Initialization: This is the stage at which the component is built with the specified Props and default state. This is done in a Component Class’s constructor.

Mounting: This is the stage in which the JSX returned by the render method is rendered.

Updating: Updating is the stage in which a component’s state is updated and the application is repainted.

Unmounting: As the title suggests, this is the final step of the component lifecycle in which the component is removed from the page.

React provides developers with a set of predefined functions that, if present, are invoked around specific events in the component’s lifetime. Developers are expected to override the functions with desired logic for them to execute properly.

  1. Initialization: The developer must define the props and initial state of the component during this phase, which is typically done in the component’s constructor.
  2. Mounting: React follows a default procedure in the Naming Conventions of these predefined functions, where functions containing “Will” represent before some specific phase and functions containing “Did” represent after that phase is completed. The mounting phase is made up of two of these predefined functions.

componentWillMount() Function: As the name implies, this function is called just before the component is mounted on the DOM, i.e. it is called once before the render() function is called for the first time.

componentDidMount() Function: Like the previous one, this function is called immediately after the component is mounted on the DOM, i.e. after the render() function is called for the first time.

3. Updation: React is a JS library that makes it simple to create Active web pages. Active web pages are now specific pages that respond to their user. Updating is the process of updating a component’s states and properties, which is followed by user events such as clicking, pressing a key on the keyboard, and so on. The following are descriptions of functions that are called at various points during the Updation phase.

componentWillReceiveProps() Function: This is a Props-only Function that is not affected by States. This function is called before the props of a mounted component are reassigned. The new set of Props is passed to the function, which may or may not be identical to the original Props. As a result, checking is an essential step in this process.

setState() Function: This is not particularly a Lifecycle function and can be called explicitly at any instant. This function is used to update a component’s state.

shouldComponentUpdate() Function: This function satisfies the requirement by informing React whether or not the component’s output will be affected by the update. When new props or state are received, this function is called before rendering an already mounted component. The Function takes the new Props and State as arguments and returns whether or not to re-render.
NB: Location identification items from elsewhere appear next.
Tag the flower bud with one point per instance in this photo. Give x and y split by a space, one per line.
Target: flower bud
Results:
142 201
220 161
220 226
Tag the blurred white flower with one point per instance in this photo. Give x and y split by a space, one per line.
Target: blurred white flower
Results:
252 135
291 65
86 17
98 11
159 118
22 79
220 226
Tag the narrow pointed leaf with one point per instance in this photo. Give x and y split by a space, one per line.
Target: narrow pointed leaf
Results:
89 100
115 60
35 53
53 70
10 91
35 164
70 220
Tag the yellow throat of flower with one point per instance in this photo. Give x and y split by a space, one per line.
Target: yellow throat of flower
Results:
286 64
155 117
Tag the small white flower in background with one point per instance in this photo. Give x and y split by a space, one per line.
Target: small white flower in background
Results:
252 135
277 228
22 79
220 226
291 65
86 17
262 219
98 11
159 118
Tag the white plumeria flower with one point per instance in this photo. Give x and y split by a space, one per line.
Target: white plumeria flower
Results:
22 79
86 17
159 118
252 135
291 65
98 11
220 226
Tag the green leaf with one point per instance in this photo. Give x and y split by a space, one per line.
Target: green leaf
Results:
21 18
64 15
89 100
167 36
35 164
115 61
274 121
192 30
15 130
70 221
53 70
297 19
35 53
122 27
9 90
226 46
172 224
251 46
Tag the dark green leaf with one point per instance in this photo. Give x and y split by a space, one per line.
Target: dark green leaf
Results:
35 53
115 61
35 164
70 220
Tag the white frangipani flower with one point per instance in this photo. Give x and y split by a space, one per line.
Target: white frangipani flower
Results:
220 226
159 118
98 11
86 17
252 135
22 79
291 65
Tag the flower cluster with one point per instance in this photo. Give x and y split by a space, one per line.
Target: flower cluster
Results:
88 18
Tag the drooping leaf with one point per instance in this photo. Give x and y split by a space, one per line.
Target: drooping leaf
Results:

componentWillUpdate() Function: As the name clearly suggests, this function is called before the component is rerendered, that is, before the render() function is called after the State or Props have been updated.

componentDidUpdate() Function: Similarly, this function is invoked after the component is rerendered, i.e. after the render() function is executed following the update of State or Props.

4. Unmounting: This is the final phase of the component’s lifecycle, which is the phase of unmounting the component from the DOM.

componentWillUnmount() Function: This function is called before the component is finally unmounted from the DOM, it is called once before the component is removed from the page, indicating the end of the lifecycle.

So far, I hope this article has given you a better understanding of React Js; see you in the next one.